Sementara itu, guru yang terpilih akan menjalani pelatihan khusus dengan fokus pada empati sosial, sehingga mereka mampu mendidik dengan pendekatan yang lebih inklusif dan memahami kebutuhan anak-anak yang datang dari berbagai latar belakang sosial. “Kami ingin memastikan bahwa tenaga pendidik yang direkrut tidak hanya memiliki kompetensi akademik, tetapi juga empati sosial yang tinggi, sehingga mereka bisa memahami kondisi siswa dan mendukung mereka secara optimal,” katanya.

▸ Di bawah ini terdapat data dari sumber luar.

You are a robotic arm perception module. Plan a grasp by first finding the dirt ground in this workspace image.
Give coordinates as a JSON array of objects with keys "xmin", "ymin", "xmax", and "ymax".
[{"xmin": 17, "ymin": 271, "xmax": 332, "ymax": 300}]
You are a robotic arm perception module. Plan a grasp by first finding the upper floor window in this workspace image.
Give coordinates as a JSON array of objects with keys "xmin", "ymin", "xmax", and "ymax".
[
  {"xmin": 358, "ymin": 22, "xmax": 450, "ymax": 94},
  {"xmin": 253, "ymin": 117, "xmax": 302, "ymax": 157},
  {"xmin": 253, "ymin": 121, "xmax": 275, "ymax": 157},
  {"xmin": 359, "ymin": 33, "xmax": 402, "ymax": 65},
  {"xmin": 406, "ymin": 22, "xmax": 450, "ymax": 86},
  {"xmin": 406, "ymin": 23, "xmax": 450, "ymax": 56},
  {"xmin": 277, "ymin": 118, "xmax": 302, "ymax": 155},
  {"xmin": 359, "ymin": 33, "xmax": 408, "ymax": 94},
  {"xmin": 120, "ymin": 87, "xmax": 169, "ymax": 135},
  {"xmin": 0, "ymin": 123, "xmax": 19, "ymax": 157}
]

Sekretaris Jenderal Kementerian Sosial, Robben Rico, menjelaskan guna menjaga kesinambungan dan keberlanjutan program, guru dan tenaga pendidik akan direkrut dari daerah sekitar sekolah. “Hal ini bertujuan untuk memastikan adaptasi sosial yang lebih baik, sekaligus memperlancar distribusi tenaga pendidik di wilayah-wilayah yang membutuhkan,” katanya.
Selain itu, dia melanjutkan, kepala sekolah akan berperan sebagai manajer proyek di setiap titik pendidikan, guna memastikan efektivitas pembelajaran serta keterlibatan masyarakat dalam mengelola sekolah.
Kembali ke Era Kolonial
Ide sekolah rakyat dianggap kalangan aktivis seperti mengembalikan masyarakat Indonesia ke era kolonial. Koordinator Nasional Jaringan Pemantau Pendidikan Indonesia (JPPI), Ubaid Matraji, mengatakan kehidupan di zaman itu kental dengan diskriminatif dan terkotak-kotakan berdasarkan kelas sosial.
Sekolah rakyat, kata Ubaid, akan memperkuat masalah ketimpangan kelas dan juga memperburuk kesenjangan akses pendidikan yang berkeadilan bagi seluruh anak Indonesia. “Hak itu yang dilindungi oleh UUD 1945. Kita sudah merdeka dan punya pasal 31 UUD 45, tapi kenapa kebijakan pendidikan kita malah kembali ke era kolonial,” kata Ubaid, beberapa waktu lalu.
Pendidikan di masa kolonial, lanjutnya, begitu eksklusif dan dibedakan berdasarkan kelas sosial. Misalnya ada sekolah khusus anak-anak elite berkewarganegaraan Belanda. Ada pula sekolah bagi kelas bangsawan pribumi. Ubaid melihat wacana membangun sekolah rakyat besutan pemerintah sama saja dengan kembali mengkotak-kotakkan pendidikan seperti di era penjajahan.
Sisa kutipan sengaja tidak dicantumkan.